俺以外に向けた笑顔を憎らしく思っても、俺以外と歩く後ろ姿を悔しく思っても。ずっと、見続けて来たから」
執着にも思えるその想いには愛憎が含まれている。
想像に心酔した笑みが浮かぶレトニスに危うさを感じたキャラスティは曖昧に笑いながら食べ終わった食器を持って背中を向けた。
レトニスは食器を洗うキャラスティの背中を眺め、部屋を見渡す。藤色のクッションが並ぶソファーとテーブル。ハーブが乗せられた暖炉に台所。窓には藤色のカーテン。どれもキャラスティの好みに整えられた小さな家。

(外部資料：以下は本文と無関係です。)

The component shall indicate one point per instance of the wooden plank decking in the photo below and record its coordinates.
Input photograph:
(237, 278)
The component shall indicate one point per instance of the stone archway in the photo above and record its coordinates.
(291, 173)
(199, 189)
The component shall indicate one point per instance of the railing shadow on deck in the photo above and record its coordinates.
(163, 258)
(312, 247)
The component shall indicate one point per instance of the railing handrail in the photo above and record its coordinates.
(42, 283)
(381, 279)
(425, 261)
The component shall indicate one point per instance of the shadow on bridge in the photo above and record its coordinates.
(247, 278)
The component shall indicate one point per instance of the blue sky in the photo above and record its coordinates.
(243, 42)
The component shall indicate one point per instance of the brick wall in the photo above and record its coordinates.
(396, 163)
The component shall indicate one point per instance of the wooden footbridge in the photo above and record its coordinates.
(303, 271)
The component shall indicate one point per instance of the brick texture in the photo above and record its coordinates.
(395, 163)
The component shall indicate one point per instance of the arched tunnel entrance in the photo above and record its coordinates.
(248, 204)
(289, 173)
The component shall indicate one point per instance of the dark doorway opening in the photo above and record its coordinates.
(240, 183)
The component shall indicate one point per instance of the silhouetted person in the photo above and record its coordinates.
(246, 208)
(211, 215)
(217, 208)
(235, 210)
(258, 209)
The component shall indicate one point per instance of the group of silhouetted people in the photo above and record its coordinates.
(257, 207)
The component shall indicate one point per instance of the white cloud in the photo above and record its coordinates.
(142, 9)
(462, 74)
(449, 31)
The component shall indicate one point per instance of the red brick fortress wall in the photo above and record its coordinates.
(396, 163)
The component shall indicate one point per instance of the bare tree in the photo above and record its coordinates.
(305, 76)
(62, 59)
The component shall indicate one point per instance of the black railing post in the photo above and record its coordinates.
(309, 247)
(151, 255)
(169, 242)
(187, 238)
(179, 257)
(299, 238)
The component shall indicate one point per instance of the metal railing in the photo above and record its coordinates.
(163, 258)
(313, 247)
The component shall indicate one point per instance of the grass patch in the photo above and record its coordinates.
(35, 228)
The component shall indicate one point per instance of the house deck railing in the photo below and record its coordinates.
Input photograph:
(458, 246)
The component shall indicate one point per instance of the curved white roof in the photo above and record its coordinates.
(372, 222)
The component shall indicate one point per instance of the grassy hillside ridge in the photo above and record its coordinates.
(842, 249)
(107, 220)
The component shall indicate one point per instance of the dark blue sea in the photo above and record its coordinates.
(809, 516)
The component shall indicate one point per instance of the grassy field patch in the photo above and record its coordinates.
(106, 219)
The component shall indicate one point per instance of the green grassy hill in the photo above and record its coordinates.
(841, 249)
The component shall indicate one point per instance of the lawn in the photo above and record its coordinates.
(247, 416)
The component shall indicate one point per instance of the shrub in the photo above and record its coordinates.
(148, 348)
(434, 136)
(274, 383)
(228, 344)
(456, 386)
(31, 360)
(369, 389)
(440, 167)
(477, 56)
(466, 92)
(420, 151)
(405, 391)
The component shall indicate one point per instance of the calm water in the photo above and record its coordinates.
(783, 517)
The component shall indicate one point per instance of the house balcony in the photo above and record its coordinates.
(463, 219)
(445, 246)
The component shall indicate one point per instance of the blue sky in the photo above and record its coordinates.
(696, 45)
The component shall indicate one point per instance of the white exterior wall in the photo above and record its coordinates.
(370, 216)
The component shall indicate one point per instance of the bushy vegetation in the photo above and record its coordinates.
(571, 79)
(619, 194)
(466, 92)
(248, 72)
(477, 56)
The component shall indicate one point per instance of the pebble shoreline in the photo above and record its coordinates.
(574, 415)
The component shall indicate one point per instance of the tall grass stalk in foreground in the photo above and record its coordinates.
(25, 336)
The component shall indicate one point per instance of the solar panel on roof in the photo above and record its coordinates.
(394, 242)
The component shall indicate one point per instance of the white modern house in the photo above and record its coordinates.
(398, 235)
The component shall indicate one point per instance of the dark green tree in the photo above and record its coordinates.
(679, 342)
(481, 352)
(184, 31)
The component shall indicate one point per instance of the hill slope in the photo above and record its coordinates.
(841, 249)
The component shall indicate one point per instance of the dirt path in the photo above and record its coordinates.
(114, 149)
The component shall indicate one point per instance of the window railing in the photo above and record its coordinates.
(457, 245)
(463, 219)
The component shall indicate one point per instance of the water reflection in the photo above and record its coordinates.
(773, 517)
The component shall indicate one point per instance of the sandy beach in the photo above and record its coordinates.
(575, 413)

何もかもが質素で、自分がトレイル邸に用意した部屋とは程遠いのに主がいるだけで居心地良く感じるものなのか。
「ここで頑張っていたんだね」
「一人だったら諦めていたわ。でもアメリアとフレイが居たから。セトもハカセも、ミリアも。温泉のイライザさんも良くしてくれたの」
「アメリア嬢とフレイ嬢もこの島に居るの?」
「ええ⋯⋯私が「ステラ」、アメリアは「メアリ」でフレイは「フラー」。島の名前よ。
⋯⋯ねえ、レト。危険を犯してまで迎えに来てくれたのは嬉しい。一緒に帰りたい。でも、私は二人を置いて行けないし、ミリア達をこのままには出来ない」
ソファーのクッションに手を伸ばしたレトニスの動きが止まった。
そう、答は決まっていた。
一晩猶予をもらってもキャラスティはアメリアとフレイを置いては行けないし、聞いてしまったミリア達の置かれた状況を放っては行けない。
「そう言うと、思っていたよ」
「ごめんなさい。探してくれて、見付けてくれた。嬉しく思ってる。本当は帰りたい⋯⋯けど」
「うん」
「っ! ひゃあっ」
俯いたキャラスティの頭をそっと撫でたレトニスがそのままキャラスティを抱き上げた。
「結構遅い時間になったし、疲れてるでしょ? 横になりながら話そう」
「よ、こ? あのっ、ベッドはレトが使って? 私はソファーで休むから」
「キャラが寝るところで一緒に寝るよ。ベッドならベッド。ソファーならソファーで」
キャラスティの顔からサァッと血の気が引いた。
何を言っているのか、それが何を意味するのか分からない子供ではない。
「何、言ってるの。冗談よね?」
「何か問題ある?」
「問題しかないでしょう! お願いだから降ろして」
非常時なのだから一つの部屋で夜を越すのは仕方ないとしても、夫婦でも無い、婚約者でも無い。まして互いに好ましく想い合っているのだから共寝は尚更避けなくてはならない。
キャラスティが暴れてもお構いなしに涼しい顔で寝室へ運ばれベッドに降ろされるとそのまま抱き込まれた。
「⋯⋯レト兄様、やめて下さい⋯⋯お願いします」
「兄様」呼びに一瞬ピクリとレトニスの身体が揺れた。
「ごめん⋯⋯これ以上はしない。しないから、逃げないで」
腕の中で震えるキャラスティに懇願するレトニスの声は涙声だった。